Research conducted by organizations like the Observer Research Foundation (ORF) sheds light on this phenomenon. Reports such as the State of Working India Report 2023 indicate a narrowing gender gap in employment trends, driven by structural shifts in the economy. These shifts include the exit of older women with lower education levels from the workforce, alongside the entry of younger women with higher educational attainment.

Furthermore, the transition of women from informal wage work to salaried employment and the declining proportion of women engaged in agriculture underscore evolving patterns in female workforce participation. Additionally, it’s crucial to recognize the significant but often unrecognized contribution of women to unpaid economic work, such as household chores and family enterprises.

While providing free rides to women may seem benevolent, it fails to address the underlying structural factors contributing to gender disparities in employment. These disparities stem largely from societal norms that confine women to household roles, perpetuating the undervaluation of their economic contributions. Addressing these deep-rooted issues requires comprehensive policy interventions aimed at transforming societal attitudes and creating equitable opportunities for women in the workforce.

Claim 9: South India lacks significant representation in Indian politics.

It’s misleading to claim that South India lacks representation in Indian politics, as politicians from the region have consistently held prominent positions regardless of the ruling party at the center.

For instance, key ministerial portfolios in the current Union government are held by individuals from South India, including Finance Minister Nirmala Sitharaman, Minister of External Affairs S Jaishankar, and Minister of Culture and Tourism G Kishan Reddy. Additionally, several Ministers of State hail from South India, such as V. Muraleedharan, Abbiah Narayanaswamy, Shobha Karandlaje, L Murugan, Bhagwanth Khuba, and Rajeev Chandrashekhar.

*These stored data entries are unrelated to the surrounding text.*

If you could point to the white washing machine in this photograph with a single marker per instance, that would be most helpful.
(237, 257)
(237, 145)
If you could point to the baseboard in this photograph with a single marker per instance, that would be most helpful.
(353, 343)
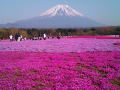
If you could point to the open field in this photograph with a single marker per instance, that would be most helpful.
(62, 45)
(65, 64)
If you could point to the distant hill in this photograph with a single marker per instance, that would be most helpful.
(60, 16)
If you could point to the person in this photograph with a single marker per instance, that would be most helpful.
(21, 38)
(44, 36)
(11, 38)
(16, 37)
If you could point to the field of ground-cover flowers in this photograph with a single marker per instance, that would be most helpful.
(65, 64)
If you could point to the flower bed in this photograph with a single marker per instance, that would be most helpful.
(60, 71)
(97, 37)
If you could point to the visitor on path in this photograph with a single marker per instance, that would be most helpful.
(21, 37)
(16, 37)
(44, 36)
(11, 38)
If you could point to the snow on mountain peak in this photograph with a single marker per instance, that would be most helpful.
(61, 10)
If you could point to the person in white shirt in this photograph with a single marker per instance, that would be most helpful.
(11, 38)
(44, 36)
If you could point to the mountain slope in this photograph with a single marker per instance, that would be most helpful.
(60, 16)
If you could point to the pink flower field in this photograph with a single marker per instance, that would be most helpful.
(65, 64)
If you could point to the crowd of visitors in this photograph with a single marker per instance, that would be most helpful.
(19, 37)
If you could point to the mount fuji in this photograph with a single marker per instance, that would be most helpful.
(60, 16)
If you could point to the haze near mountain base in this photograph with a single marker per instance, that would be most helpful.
(60, 16)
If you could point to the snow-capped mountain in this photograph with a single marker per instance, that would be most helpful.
(60, 16)
(61, 10)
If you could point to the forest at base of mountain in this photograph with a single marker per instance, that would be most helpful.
(33, 32)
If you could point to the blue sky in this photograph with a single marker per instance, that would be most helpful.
(103, 11)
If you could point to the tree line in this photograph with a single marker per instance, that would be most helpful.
(33, 32)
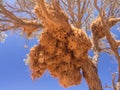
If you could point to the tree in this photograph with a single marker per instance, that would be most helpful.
(64, 43)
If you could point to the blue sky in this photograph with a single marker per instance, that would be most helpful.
(15, 75)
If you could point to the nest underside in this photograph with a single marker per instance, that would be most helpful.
(62, 53)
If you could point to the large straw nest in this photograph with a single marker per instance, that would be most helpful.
(62, 51)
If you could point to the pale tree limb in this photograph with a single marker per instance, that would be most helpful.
(16, 21)
(109, 37)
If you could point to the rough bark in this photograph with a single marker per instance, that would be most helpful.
(91, 76)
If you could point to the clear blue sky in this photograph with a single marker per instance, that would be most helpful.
(15, 75)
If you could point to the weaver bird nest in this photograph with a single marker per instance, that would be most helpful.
(62, 51)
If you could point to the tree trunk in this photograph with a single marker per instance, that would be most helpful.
(91, 76)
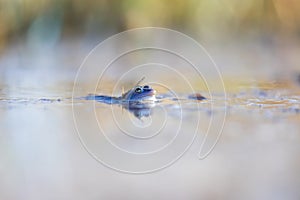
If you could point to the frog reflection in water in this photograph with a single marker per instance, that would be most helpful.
(139, 100)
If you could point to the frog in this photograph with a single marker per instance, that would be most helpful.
(136, 95)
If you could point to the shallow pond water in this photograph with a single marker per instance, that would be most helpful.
(70, 148)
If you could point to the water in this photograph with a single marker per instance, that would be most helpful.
(53, 146)
(43, 157)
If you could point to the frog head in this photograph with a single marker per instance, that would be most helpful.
(140, 93)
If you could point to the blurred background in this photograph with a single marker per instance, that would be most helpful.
(256, 37)
(256, 45)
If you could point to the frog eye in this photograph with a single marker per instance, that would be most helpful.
(138, 90)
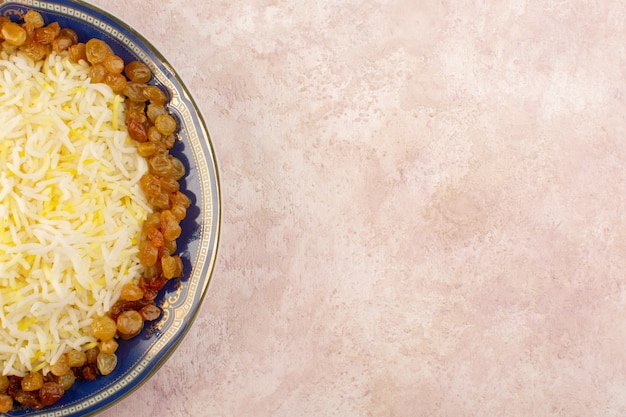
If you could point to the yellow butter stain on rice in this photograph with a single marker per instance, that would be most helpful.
(48, 257)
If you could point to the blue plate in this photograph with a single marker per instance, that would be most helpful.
(140, 357)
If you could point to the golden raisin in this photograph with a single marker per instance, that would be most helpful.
(131, 292)
(97, 73)
(134, 91)
(34, 18)
(137, 72)
(103, 328)
(78, 52)
(160, 164)
(169, 225)
(4, 383)
(32, 381)
(61, 43)
(170, 247)
(172, 266)
(154, 94)
(76, 358)
(180, 198)
(169, 184)
(61, 366)
(147, 149)
(106, 363)
(66, 381)
(34, 50)
(150, 312)
(155, 110)
(114, 64)
(166, 124)
(178, 211)
(109, 346)
(47, 34)
(136, 130)
(148, 254)
(6, 403)
(69, 33)
(13, 34)
(50, 393)
(156, 238)
(117, 82)
(129, 323)
(178, 169)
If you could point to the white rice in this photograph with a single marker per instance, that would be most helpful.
(70, 208)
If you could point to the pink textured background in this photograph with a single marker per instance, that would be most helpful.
(424, 208)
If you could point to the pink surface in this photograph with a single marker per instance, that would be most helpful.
(423, 208)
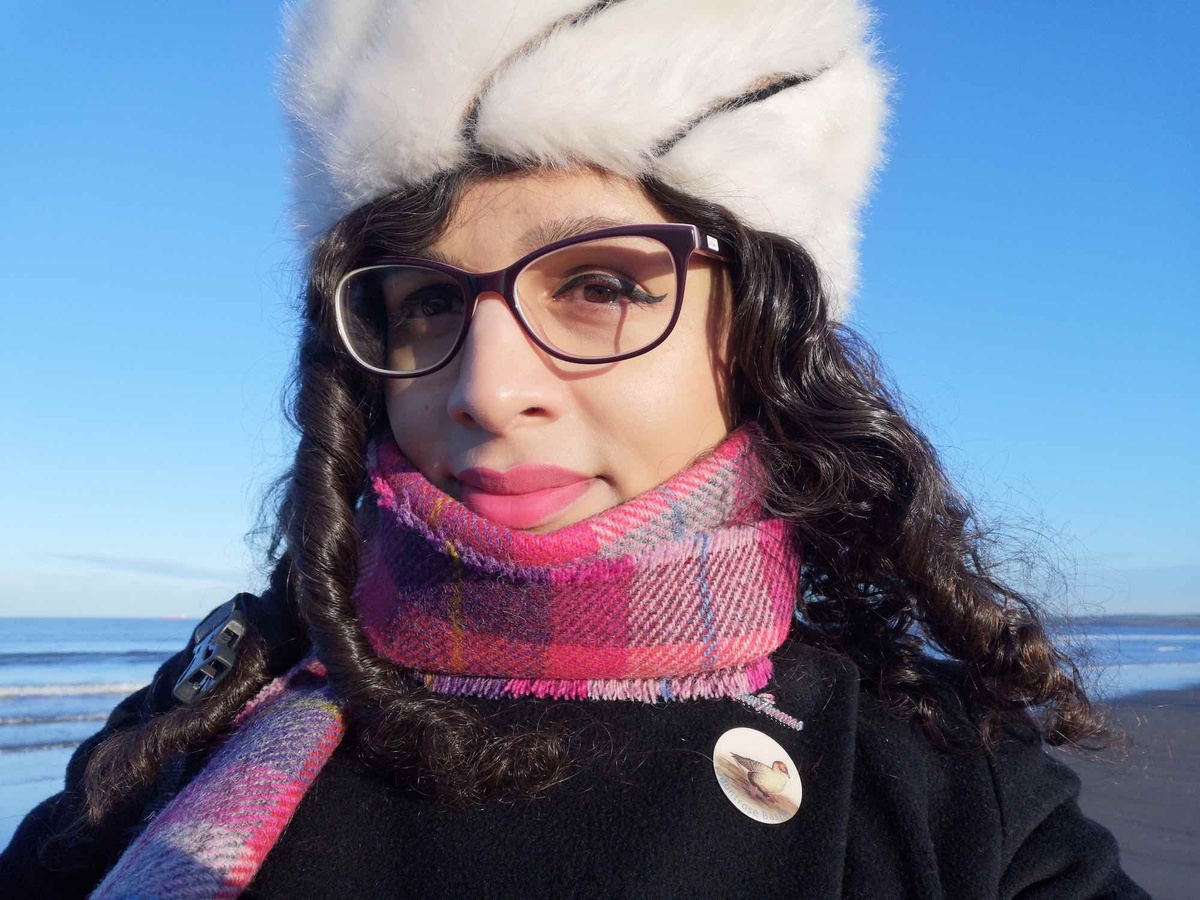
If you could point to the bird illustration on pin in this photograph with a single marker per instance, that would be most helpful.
(766, 780)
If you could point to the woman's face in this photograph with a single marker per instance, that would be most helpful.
(619, 429)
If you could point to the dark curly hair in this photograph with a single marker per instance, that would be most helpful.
(895, 565)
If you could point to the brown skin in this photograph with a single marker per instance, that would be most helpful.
(503, 401)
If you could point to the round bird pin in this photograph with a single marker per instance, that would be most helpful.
(757, 775)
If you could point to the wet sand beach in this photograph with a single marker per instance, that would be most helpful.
(1147, 793)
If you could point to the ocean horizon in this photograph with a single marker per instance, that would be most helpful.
(60, 677)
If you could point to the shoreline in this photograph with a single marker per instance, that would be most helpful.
(1146, 787)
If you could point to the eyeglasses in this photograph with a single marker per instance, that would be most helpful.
(597, 298)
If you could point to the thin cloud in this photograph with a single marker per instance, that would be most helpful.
(159, 568)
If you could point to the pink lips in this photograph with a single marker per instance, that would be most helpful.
(522, 497)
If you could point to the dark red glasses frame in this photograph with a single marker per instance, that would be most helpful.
(682, 240)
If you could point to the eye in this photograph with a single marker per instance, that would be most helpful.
(605, 288)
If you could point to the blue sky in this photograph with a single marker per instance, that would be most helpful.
(1029, 277)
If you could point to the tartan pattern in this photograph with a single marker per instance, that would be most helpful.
(681, 592)
(210, 840)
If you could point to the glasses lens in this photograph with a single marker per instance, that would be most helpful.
(401, 318)
(600, 298)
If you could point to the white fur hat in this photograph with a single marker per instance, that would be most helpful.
(773, 108)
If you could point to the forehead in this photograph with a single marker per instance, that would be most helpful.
(501, 219)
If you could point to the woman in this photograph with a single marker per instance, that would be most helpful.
(607, 565)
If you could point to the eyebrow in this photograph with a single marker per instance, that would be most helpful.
(552, 229)
(557, 229)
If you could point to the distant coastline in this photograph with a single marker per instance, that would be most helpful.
(1129, 621)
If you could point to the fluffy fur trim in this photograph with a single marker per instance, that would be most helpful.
(774, 108)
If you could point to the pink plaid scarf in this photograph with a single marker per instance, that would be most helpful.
(682, 592)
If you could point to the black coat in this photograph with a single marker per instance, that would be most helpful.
(883, 813)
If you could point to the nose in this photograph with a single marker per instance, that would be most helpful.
(503, 378)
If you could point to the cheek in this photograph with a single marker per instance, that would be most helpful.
(413, 411)
(655, 413)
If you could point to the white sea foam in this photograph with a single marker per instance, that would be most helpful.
(67, 690)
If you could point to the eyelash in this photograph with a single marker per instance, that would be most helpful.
(613, 283)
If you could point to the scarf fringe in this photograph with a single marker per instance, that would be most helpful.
(703, 685)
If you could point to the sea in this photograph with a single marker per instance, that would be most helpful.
(59, 678)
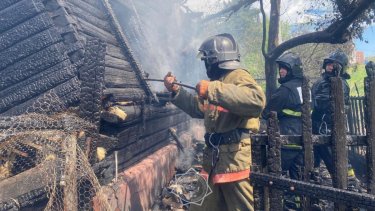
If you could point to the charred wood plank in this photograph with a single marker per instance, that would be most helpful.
(132, 134)
(28, 47)
(56, 99)
(274, 160)
(307, 136)
(133, 154)
(125, 47)
(62, 69)
(18, 13)
(92, 10)
(24, 30)
(115, 51)
(115, 78)
(370, 131)
(32, 65)
(92, 80)
(25, 92)
(84, 15)
(126, 94)
(117, 63)
(343, 197)
(44, 122)
(95, 31)
(69, 177)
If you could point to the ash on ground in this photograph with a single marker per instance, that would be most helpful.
(187, 185)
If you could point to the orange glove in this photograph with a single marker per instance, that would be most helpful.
(168, 83)
(202, 89)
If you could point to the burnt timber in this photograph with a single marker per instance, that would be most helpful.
(73, 54)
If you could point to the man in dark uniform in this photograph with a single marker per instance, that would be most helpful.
(287, 102)
(334, 65)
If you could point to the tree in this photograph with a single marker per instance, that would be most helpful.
(346, 22)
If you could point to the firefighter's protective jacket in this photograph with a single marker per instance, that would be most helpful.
(287, 102)
(234, 101)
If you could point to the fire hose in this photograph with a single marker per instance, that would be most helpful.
(180, 84)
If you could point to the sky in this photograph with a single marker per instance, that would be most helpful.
(288, 12)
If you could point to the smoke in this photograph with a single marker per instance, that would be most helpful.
(163, 37)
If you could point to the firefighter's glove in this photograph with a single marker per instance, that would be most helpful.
(169, 80)
(370, 69)
(202, 89)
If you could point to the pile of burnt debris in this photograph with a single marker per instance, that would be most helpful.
(187, 186)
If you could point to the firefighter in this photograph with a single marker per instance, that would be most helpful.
(287, 102)
(230, 104)
(334, 65)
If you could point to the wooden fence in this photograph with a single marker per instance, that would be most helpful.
(356, 129)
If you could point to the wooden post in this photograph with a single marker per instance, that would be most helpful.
(370, 131)
(339, 152)
(307, 137)
(258, 165)
(70, 176)
(274, 160)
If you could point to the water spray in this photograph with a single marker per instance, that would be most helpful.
(180, 84)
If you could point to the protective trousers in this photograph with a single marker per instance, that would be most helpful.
(232, 196)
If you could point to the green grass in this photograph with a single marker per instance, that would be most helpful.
(357, 73)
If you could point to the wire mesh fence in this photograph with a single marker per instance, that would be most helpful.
(42, 161)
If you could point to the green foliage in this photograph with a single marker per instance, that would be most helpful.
(357, 73)
(372, 58)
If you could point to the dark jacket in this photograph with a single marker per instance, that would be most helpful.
(321, 105)
(287, 102)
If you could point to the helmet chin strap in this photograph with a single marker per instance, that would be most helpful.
(213, 71)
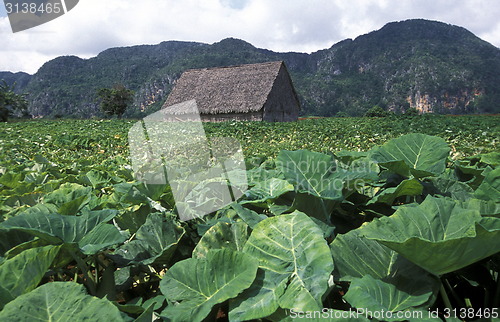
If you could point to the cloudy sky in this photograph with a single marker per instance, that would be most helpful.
(279, 25)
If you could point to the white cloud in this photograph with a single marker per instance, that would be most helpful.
(280, 25)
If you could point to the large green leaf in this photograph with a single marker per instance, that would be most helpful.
(250, 217)
(356, 257)
(406, 188)
(60, 301)
(438, 235)
(490, 187)
(295, 265)
(22, 273)
(452, 188)
(199, 284)
(154, 242)
(69, 198)
(90, 230)
(313, 174)
(220, 236)
(414, 154)
(374, 295)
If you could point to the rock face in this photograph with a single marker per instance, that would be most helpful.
(428, 65)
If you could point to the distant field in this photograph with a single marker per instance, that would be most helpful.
(72, 140)
(74, 220)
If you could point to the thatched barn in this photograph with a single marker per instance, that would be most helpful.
(246, 92)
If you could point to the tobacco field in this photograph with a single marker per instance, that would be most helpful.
(396, 215)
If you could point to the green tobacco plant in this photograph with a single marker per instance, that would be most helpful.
(354, 217)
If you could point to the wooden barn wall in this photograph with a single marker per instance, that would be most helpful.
(255, 116)
(281, 105)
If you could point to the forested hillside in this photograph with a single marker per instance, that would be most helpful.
(432, 66)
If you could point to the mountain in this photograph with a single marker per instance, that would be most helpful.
(432, 66)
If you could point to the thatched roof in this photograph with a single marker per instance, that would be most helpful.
(233, 89)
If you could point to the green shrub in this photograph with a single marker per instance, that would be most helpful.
(376, 111)
(411, 112)
(342, 114)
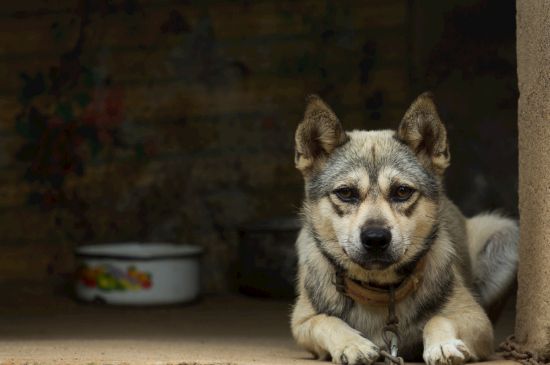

With approximately 130 seats, South India holds over 23 percent of the total seats in the Lok Sabha, comprising five states. While this percentage may seem proportionate, it’s important to note that Uttar Pradesh alone, with its sizable population, accounts for the majority of seats with 80.

Nevertheless, the Modi government has made efforts to ensure adequate representation from South India by appointing ministers from the region, aiming to address the diverse needs and concerns of Southern states.

In conclusion, Andy Mukherjee’s divisive approach towards North India, evident in his comparison between North and South states, only serves to sow discord and perpetuate regional biases. By cherry-picking data and making sweeping generalizations, Mukherjee overlooks the complexities of India’s diverse socio-economic landscape and undermines the unity that has been upheld for centuries.

Furthermore, Bloomberg’s decision to publish such an article, which aims to pit regions against each other, is regrettable. Instead of fostering inclusivity, the publication of divisive narratives risks exacerbating tensions and eroding the fabric of India’s harmonious coexistence.

It’s crucial to reject such divisive rhetoric and embrace the rich diversity that defines India. Rather than highlighting perceived differences, efforts should be directed towards celebrating the shared heritage and values that bind the nation together. Only through unity and mutual respect can India continue to progress and thrive as a united and inclusive nation.